Stemming illicit financial flows (IFFs). Putting a stop to the funds that facilitate or incentivise corruption is key to promoting sustainable and inclusive development. This requires a collective effort to better understand development linkages, IFF risks, and reduce vulnerabilities to IFFs across source, transit and destination countries.
The numbers are heavily disputed – total illicit flows from developing countries have been estimated to be between USD 850 billion to USD 1 trillion per year. But the consensus is that IFFs outstrip combined inflows of foreign direct investment and ODA combined, dramatically reducing the resources available for domestic investment.
Promoting integrity in the public sector. This is a key focus of the Organisation, demonstrated by our internationally recognised guidance, including the OECD Recommendations on Public Integrity and on Public Procurement.

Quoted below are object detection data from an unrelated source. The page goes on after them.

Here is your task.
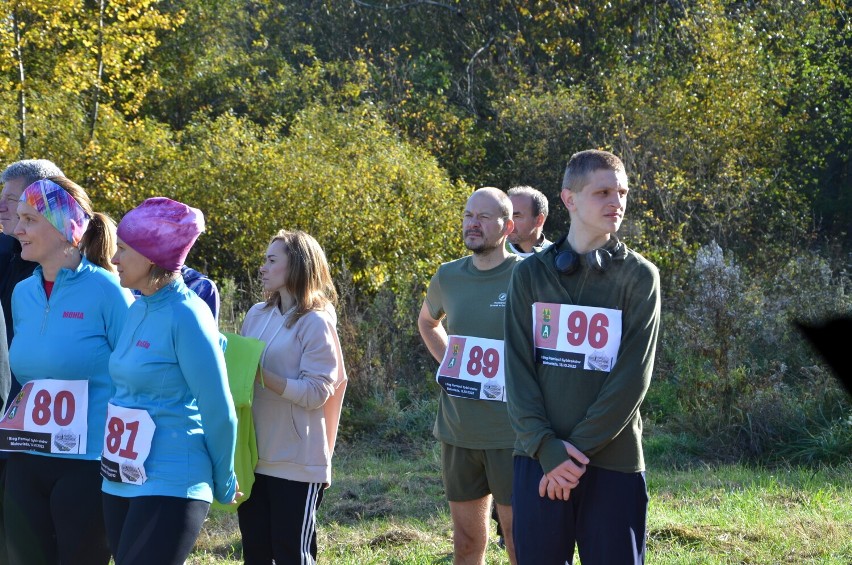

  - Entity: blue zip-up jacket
[9,258,133,460]
[103,278,237,503]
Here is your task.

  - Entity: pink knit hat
[116,196,204,271]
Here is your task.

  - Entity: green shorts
[441,442,514,506]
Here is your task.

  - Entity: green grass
[187,442,852,565]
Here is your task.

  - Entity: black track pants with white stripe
[238,474,323,565]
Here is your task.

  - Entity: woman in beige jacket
[238,230,346,565]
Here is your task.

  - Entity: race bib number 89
[532,302,621,372]
[435,335,506,402]
[0,379,89,454]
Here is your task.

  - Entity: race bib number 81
[101,403,157,485]
[0,379,89,454]
[435,335,506,402]
[532,302,621,372]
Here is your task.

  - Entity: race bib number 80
[532,302,621,372]
[435,335,506,402]
[0,379,89,454]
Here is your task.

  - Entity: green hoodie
[505,239,660,473]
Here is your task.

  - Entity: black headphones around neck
[551,234,627,276]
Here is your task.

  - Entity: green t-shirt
[426,255,521,449]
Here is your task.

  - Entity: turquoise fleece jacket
[103,279,237,503]
[9,258,133,460]
[505,241,660,473]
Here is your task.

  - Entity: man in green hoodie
[505,150,660,565]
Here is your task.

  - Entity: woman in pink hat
[101,198,240,565]
[0,177,132,565]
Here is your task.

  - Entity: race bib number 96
[435,335,506,402]
[0,379,89,454]
[532,302,621,372]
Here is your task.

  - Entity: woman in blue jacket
[101,198,238,565]
[0,177,132,565]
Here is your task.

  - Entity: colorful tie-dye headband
[20,179,90,247]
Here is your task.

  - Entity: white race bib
[101,404,157,485]
[435,335,506,402]
[532,302,621,373]
[0,379,89,454]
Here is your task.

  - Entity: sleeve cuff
[537,438,568,474]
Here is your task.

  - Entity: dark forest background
[0,0,852,462]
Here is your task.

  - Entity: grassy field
[187,442,852,565]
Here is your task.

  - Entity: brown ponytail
[49,177,116,273]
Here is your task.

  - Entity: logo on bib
[491,292,507,308]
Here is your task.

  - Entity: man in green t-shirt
[417,187,520,565]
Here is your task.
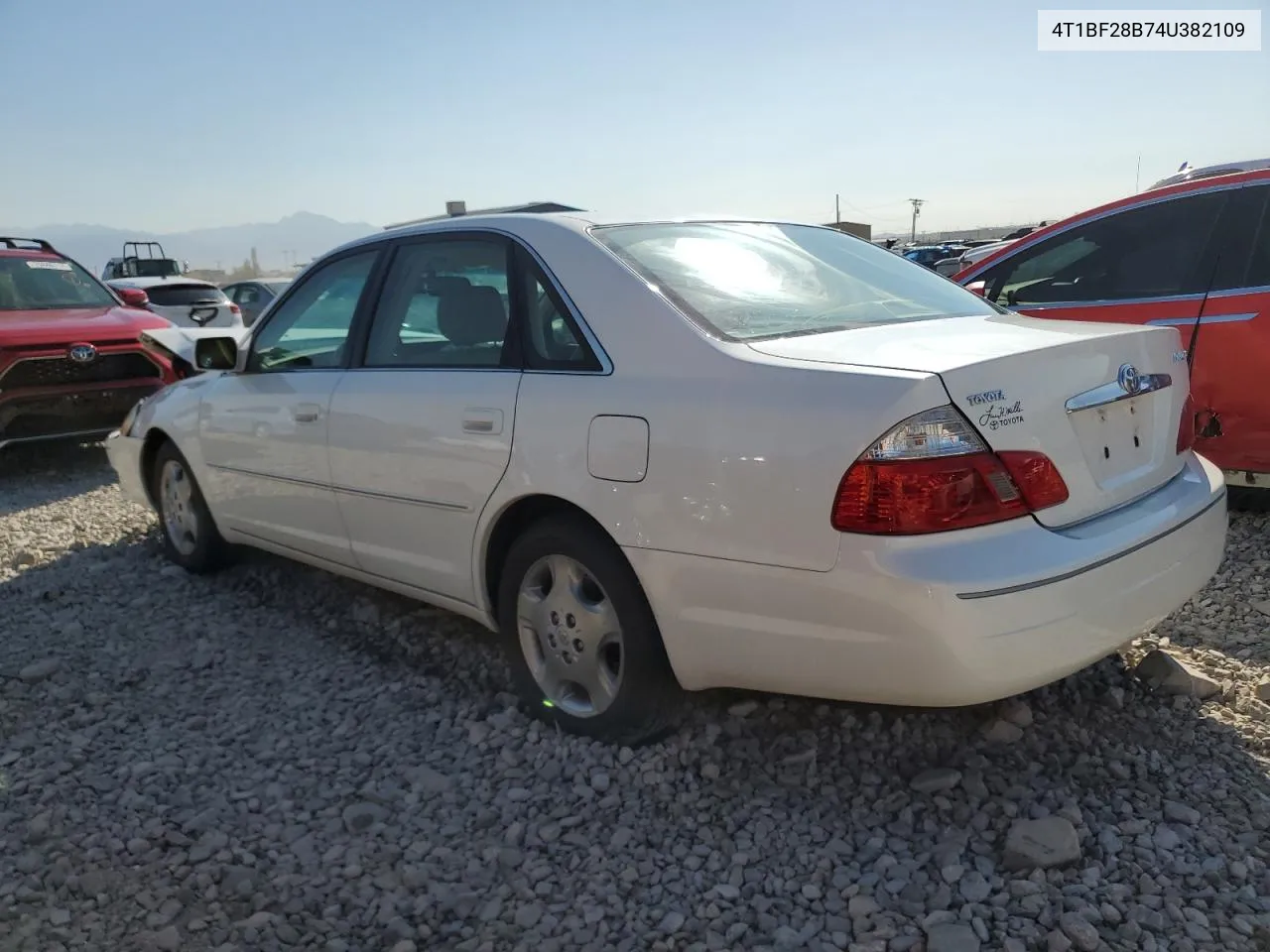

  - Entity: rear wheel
[498,518,684,745]
[151,443,230,575]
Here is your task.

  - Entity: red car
[952,162,1270,486]
[0,237,177,448]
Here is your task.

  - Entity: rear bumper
[626,457,1226,707]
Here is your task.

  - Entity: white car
[107,213,1226,744]
[105,274,244,327]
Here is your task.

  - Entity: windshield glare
[0,257,117,311]
[591,222,1004,340]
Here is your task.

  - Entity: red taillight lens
[1178,394,1195,454]
[830,407,1067,536]
[997,449,1067,512]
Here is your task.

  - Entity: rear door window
[980,191,1226,307]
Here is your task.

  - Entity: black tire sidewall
[498,520,682,745]
[150,443,225,572]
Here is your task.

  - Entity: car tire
[150,441,231,575]
[498,517,684,747]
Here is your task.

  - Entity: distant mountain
[0,212,378,274]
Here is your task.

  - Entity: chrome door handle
[463,407,503,435]
[291,404,321,422]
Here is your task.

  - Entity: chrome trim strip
[1010,295,1204,313]
[1063,373,1174,414]
[331,486,471,513]
[1147,313,1257,327]
[205,463,470,513]
[956,181,1264,283]
[0,426,114,449]
[956,486,1225,602]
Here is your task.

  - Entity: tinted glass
[144,285,228,307]
[979,191,1226,305]
[591,222,998,340]
[366,237,509,367]
[1243,185,1270,289]
[0,255,118,311]
[248,251,378,371]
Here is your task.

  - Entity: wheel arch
[141,426,176,511]
[477,493,624,626]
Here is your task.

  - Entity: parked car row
[107,206,1225,744]
[12,159,1270,744]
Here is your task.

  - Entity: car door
[329,232,521,602]
[958,185,1270,467]
[199,248,381,565]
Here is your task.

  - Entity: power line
[908,198,926,241]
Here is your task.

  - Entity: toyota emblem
[1116,363,1142,396]
[66,344,96,364]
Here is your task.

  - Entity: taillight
[1178,394,1195,454]
[830,407,1067,536]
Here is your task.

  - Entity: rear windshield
[0,255,118,311]
[145,285,228,307]
[121,258,181,278]
[591,222,1004,340]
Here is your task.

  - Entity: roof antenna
[1187,255,1221,373]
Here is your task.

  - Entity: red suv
[0,237,176,448]
[953,163,1270,486]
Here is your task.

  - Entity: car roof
[105,274,217,289]
[1147,159,1270,191]
[334,212,835,255]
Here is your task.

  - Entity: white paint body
[108,214,1226,706]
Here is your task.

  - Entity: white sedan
[108,214,1226,744]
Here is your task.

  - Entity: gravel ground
[0,448,1270,952]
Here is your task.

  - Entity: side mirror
[194,337,237,371]
[114,289,150,307]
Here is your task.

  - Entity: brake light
[1178,394,1195,456]
[830,407,1067,536]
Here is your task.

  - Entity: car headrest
[437,286,507,346]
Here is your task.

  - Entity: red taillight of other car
[1178,394,1195,454]
[831,407,1067,536]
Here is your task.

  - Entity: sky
[0,0,1270,232]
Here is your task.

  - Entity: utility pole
[908,198,926,241]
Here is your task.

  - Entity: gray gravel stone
[1002,816,1080,870]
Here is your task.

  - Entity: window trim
[513,242,603,373]
[241,244,387,376]
[957,180,1265,313]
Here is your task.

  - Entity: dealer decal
[965,390,1006,407]
[979,400,1024,430]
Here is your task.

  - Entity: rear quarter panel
[477,341,948,571]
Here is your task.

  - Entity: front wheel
[498,518,684,747]
[151,443,230,575]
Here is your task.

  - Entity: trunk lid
[750,314,1190,527]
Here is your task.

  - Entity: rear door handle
[291,404,321,422]
[463,407,503,436]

Our annual Integrity Forum brings together all stakeholders and takes stock of the challenges being faced in this area. In 2017, we adopted a Recommendation on Public Integrity focusing on three pillars: Putting a system in place to reduce opportunities for corrupt behaviour; Changing the culture to make corruption unacceptable socially; and, Making people accountable for their actions.
Promoting standards to prevent corruption in the delivery of aid. The OECD is also setting the benchmark on effective strategies for managing the risk of corruption in development assistance, and enhancing the use of aid resources. And we are closely monitoring country commitments through the 2016 OECD Council Recommendation for Development Co-operation Actors on Managing the Risks of Corruption.
Last but not least we are tackling corruption in sports. Corruption in sport distorts the rules of the game, it “un-levels” the playing field and erodes trust in the sport movement. Eventually it turns citizens away from sport. We are pleased to support the International Partnership Against Corruption in Sports (IPACS), a collective and multi-stakeholder approach to applying international anti-corruption standards to sport. I am convinced that France will benefit directly from this as it prepares for the Paris 2024 Olympics and other forthcoming events.
Mesdames et messieurs,
La corruption n’a pas lieu dans l’isolement. Elle implique une pluralité d’acteurs, une pluralité de frontières et une pluralité de secteurs. C’est précisément pourquoi nous allons continuer de travailler avec les gouvernements, les entreprises, la société civile et les forums internationaux comme le G20, pour lutter contre la corruption, concevoir et mettre en œuvre des politiques meilleures pour une vie meilleure. Merci.